There’s very little here that I can disagree with. As the representatives of the people, Congress has a duty to oversee the agencies of the Executive Branch, and to investigate in situations that require it even if it may end up being politically messy and inconvenient. Yes, there’s a partisan motive involved but, in some sense, that’s a good thing. Would a Democratic controlled Congress be pursuing this matter with similar zeal? For that matter, would a Republican Congress have pursued the Iran-Contra Scandal with the zeal that the Democrats did in the late 80s? Regardless of what criminal actions may or may not have been committed here, something that isn’t really the jurisdiction of Congress anyway, the American people have a right to know what happened her. For that matter, this investigation also implicates national security interests. Specifically, this scandal implicates our relations with our southern neighbor, whose generally pro-American Attorney General is still upset that she was kept entirely out of the loop about what was going on with Fast & Furious even while weapons involved in the scandal were no doubt being used to kill Mexican citizens in the country’s bloody drug feuds. It simply isn’t enough for the Justice Department and the White House to say “Trust us.” The oversight process exists precisely because we cannot trust them without making sure there’s someone looking over their shoulder.
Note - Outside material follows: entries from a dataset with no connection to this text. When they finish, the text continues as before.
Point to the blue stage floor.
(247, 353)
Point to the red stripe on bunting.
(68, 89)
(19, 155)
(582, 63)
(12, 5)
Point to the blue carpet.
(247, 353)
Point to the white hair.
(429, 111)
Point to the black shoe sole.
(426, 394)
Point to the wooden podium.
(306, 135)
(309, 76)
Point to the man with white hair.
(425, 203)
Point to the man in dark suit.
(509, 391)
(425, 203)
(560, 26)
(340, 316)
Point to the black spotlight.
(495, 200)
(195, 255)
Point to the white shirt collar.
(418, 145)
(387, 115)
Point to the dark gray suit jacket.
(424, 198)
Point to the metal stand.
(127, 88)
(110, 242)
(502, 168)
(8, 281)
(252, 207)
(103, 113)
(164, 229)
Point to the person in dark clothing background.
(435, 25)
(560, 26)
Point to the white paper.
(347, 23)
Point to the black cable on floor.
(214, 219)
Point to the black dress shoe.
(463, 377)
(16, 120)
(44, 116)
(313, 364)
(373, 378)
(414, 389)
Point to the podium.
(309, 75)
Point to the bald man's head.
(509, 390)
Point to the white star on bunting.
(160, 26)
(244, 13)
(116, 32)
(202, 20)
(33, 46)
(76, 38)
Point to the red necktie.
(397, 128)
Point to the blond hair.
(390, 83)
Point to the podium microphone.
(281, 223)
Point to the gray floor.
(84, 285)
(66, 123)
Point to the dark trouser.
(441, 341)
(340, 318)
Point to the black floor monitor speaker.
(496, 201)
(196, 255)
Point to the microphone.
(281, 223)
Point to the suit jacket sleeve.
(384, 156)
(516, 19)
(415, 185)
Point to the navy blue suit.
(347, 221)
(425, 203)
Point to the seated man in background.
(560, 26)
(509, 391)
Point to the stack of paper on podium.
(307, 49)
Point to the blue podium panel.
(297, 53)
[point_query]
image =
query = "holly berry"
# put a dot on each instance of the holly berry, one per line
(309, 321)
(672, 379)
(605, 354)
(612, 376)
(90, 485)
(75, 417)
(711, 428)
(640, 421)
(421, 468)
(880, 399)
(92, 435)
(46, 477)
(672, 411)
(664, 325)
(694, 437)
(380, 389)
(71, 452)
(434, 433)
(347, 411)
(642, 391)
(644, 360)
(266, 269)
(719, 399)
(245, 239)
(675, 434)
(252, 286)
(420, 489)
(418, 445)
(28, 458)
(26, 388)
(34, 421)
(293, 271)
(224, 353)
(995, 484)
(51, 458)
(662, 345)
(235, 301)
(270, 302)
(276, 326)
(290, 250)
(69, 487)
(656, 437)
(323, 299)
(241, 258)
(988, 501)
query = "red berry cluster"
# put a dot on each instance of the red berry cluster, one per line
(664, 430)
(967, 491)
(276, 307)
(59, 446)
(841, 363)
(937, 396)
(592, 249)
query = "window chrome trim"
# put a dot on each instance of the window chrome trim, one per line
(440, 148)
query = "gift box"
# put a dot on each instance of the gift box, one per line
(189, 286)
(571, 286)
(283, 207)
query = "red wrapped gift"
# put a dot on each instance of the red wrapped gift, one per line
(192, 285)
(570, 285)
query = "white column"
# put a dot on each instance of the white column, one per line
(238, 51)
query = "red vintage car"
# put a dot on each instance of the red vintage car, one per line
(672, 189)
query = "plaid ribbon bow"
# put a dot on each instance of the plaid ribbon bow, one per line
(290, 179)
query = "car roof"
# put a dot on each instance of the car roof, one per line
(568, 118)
How will this all end? Well, an incident during the Bush Administration may provide a clue:
During the Bush administration, as Democrats pushed a probe into the firing of U.S. attorneys in late 2006 orchestrated by White House officials, the Justice Department refused to take any action on a criminal contempt resolution approved by the House. This left the House Judiciary Committee with the option of suing the White House in federal court, which it did. The process lasted months, and in the end — despite an early round victory for the Judiciary Committee — both sides cut a deal before setting a legal precedent binding future presidents and Congresses.
That’s what will happen this time, no doubt, but whether it happens before or after Eric Holder is found in contempt is the question we’re all waiting to find out the answer to.